Why are move semantics necessary to elide temporary copies?

Asked 6/12, 2016 at 3:46 Answered 6/12, 2016 at 4:25

Solved c++c++11 move-semantics rvalue-reference copy-elision

So my understanding of move semantics is that they allow you to override functions for use with temporary values (rvalues) and avoid potentially expensive copies (by moving the state from an unnamed temporary into your named lvalue).

My question is why do we need special semantics for this? Why couldn't a C++98 compiler elide these copies, since it's the compiler that determines whether a given expression is an lvalue or an rvalue? As an example:

void func(const std::string& s) {
    // Do something with s
}

int main() {
    func(std::string("abc") + std::string("def"));
}

Even without C++11's move semantics, the compiler should still be able to determine that the expression passed to func() is an rvalue, and thus the copy from a temporary object is unnecessary. So why have the distinction at all? It seems like this application of move semantics is essentially a variant of copy elision or other similar compiler optimizations.

As another example, why bother having code like the following?

void func(const std::string& s) {
    // Do something with lvalue string
}

void func(std::string&& s) {
    // Do something with rvalue string
}

int main() {
    std::string s("abc");

    // Presumably calls func(const std::string&) overload
    func(s);

    // Presumably calls func(std::string&&) overload
    func(std::string("abc") + std::string("def"));
}

It seems like the const std::string& overload could handle both cases: lvalues as usual, and rvalues as a const reference (since temporary expressions are sort of const by definition). Since the compiler knows when an expression is an lvalue or an rvalue, it could decide whether to elide the copy in the case of an rvalue.

Basically, why are move semantics considered special and not just a compiler optimization that could have been performed by pre-C++11 compilers?

Tepic answered 6/12, 2016 at 3:46 Comment(2)

Could you explain how this is significantly different from my second example above? – Tepic 6/12, 2016 at 3:56

Imagine you're the compiler generating the code for func ... and there may be calls to it in other translation units... do you move out of the parameter or not? – Hardpressed 6/12, 2016 at 3:57

Move functions do not elide temporary copies, exactly.

The same number of temporaries exists, it's just that instead of calling the copy constructor typically, the move constructor is called, which is allowed to cannibalize the original rather than make an independent copy. This may sometimes be vastly more efficient.

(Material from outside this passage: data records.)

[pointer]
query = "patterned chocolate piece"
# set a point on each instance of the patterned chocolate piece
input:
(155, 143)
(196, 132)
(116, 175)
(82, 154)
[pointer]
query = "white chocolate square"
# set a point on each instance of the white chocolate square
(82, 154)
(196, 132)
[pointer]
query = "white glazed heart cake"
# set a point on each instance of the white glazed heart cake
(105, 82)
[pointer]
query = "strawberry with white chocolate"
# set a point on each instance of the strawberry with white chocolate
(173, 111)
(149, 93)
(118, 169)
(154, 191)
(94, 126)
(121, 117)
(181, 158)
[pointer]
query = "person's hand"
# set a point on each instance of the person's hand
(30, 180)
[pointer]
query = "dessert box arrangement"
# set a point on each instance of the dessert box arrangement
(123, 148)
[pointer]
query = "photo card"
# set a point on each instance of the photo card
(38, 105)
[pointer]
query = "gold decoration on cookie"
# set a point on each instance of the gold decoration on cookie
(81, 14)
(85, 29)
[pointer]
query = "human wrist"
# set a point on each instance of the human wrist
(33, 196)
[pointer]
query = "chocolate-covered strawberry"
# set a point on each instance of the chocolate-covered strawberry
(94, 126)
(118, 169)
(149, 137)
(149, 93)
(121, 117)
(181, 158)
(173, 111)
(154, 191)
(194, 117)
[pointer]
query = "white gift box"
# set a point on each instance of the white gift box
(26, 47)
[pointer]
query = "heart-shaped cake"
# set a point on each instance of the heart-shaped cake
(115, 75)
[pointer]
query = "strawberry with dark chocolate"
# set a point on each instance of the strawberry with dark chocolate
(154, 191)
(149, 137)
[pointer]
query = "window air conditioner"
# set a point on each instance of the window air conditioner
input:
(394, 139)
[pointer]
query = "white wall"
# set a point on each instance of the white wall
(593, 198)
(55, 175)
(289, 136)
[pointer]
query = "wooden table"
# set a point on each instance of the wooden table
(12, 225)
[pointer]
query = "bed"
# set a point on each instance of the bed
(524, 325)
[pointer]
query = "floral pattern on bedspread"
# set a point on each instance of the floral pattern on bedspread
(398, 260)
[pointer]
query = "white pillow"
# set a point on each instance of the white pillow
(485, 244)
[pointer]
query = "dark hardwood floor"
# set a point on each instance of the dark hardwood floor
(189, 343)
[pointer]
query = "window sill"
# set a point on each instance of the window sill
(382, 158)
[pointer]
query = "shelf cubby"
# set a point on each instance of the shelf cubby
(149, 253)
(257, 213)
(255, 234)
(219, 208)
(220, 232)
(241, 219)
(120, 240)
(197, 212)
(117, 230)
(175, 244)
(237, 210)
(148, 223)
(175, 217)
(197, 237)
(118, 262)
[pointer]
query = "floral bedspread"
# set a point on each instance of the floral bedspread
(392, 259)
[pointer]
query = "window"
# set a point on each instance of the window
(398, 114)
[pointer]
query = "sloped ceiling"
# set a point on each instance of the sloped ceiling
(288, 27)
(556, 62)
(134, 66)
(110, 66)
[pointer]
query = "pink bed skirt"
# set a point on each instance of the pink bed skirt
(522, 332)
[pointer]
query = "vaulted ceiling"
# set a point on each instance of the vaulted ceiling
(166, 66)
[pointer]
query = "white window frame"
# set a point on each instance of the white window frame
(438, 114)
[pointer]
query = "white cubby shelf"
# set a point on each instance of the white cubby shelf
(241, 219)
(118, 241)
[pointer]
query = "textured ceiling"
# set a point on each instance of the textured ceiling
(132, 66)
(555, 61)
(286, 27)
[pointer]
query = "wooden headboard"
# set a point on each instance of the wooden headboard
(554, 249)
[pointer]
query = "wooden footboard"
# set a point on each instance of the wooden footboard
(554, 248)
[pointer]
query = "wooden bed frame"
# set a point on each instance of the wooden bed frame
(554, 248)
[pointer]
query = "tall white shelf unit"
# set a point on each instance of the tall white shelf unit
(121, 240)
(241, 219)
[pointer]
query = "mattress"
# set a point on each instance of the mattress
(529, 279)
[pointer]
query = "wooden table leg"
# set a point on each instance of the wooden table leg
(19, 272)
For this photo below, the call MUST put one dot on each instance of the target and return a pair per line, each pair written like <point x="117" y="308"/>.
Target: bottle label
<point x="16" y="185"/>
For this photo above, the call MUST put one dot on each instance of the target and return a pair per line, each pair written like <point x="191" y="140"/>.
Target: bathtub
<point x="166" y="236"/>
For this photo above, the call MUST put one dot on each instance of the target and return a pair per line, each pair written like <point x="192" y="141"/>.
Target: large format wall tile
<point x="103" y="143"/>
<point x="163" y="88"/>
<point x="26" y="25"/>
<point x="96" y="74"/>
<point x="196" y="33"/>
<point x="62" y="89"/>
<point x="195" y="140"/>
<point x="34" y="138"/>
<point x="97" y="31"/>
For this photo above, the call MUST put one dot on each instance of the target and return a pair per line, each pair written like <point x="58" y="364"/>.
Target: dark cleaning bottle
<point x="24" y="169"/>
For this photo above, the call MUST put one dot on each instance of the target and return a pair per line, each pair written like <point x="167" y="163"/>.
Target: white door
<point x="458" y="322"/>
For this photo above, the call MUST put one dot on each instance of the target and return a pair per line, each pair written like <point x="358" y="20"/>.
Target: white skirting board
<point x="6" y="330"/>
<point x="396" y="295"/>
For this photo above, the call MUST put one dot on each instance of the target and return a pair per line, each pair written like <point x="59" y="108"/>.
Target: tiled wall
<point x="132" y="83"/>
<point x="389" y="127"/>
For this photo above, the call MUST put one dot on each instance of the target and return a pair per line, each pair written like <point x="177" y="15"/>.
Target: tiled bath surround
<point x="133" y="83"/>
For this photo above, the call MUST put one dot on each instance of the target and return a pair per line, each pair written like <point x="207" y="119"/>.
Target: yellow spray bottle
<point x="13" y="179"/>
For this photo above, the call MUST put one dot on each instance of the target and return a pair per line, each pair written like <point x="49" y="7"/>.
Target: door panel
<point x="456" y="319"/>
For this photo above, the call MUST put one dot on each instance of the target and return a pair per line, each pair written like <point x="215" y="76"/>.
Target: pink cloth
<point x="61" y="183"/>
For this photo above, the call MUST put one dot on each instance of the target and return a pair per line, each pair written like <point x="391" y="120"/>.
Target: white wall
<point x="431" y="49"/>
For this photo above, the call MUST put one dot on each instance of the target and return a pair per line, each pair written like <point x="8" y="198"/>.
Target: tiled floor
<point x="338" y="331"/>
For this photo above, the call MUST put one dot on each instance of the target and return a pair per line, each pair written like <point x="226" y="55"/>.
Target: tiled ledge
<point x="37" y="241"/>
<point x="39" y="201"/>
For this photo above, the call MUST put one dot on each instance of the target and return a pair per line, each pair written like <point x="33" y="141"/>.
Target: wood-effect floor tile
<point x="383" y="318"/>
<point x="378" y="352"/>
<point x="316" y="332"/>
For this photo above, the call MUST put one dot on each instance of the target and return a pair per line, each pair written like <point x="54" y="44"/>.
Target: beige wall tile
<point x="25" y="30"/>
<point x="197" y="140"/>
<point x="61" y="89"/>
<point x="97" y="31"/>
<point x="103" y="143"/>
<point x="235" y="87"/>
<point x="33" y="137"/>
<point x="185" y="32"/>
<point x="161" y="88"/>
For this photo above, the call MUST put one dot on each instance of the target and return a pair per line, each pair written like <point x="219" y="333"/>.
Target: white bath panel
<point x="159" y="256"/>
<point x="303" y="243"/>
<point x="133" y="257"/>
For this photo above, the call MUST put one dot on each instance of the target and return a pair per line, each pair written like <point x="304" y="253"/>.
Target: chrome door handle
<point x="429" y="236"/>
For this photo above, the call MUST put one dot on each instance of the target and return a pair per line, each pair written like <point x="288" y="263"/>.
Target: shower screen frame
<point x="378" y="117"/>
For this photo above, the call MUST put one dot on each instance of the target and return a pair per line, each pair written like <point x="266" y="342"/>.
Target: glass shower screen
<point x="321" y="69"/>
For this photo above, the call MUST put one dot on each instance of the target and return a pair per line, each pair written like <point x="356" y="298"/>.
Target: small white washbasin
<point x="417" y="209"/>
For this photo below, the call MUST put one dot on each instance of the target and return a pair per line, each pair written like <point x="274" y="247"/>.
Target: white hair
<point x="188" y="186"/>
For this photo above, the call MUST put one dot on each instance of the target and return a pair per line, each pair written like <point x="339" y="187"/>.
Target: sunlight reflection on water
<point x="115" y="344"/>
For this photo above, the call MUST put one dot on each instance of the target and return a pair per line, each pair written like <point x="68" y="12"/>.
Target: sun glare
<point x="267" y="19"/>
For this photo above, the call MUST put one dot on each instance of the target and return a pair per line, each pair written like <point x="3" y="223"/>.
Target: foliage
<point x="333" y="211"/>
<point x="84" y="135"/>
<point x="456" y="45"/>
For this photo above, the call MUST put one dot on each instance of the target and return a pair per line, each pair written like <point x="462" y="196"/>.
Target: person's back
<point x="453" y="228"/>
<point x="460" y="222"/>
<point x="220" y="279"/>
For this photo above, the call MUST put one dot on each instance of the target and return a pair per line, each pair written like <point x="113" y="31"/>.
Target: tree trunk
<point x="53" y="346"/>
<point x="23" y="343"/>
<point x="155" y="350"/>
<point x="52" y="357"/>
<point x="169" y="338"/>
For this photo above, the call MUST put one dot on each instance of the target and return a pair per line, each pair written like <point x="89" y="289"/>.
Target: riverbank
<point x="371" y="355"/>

The C++ formal object model is not at all modified by move semantics. Objects still have a well-defined lifetime, starting at some particular address, and ending when they are destroyed there. They never "move" during their life time. When they are "moved from", what is really happening is the guts are scooped out of an object that is scheduled to die soon, and placed efficiently in a new object. It may look like they moved, but formally, they didn't really, as that would totally break C++.

Being moved from is not death. Move is required to leave objects in a "valid state" in which they are still alive, and the destructor will always be called later.

Eliding copies is a totally different thing, where in some chain of temporary objects, some of the intermediates are skipped. Compilers are not required to elide copies in C++11 and C++14, they are permitted to do this even when it may violate the "as-if" rule that usually guides optimization. That is even if the copy ctor may have side effects, the compiler at high optimization settings may still skip some of the temporaries.

By contrast, "guaranteed copy ellision" is a new C++17 feature, which means that the standard requires copy ellision to take place in certain cases.

Move semantics and copy ellision give two different approaches to enabling greater efficiency in these "chain of temporaries" scenarios. In move semantics, all the temporaries still exist, but instead of calling the copy constructor, we get to call a (hopefully) less expensive constructor, the move constructor. In copy ellision, we get to skip some of the objects all together.

Basically, why are move semantics considered special and not just a compiler optimization that could have been performed by pre-C++11 compilers?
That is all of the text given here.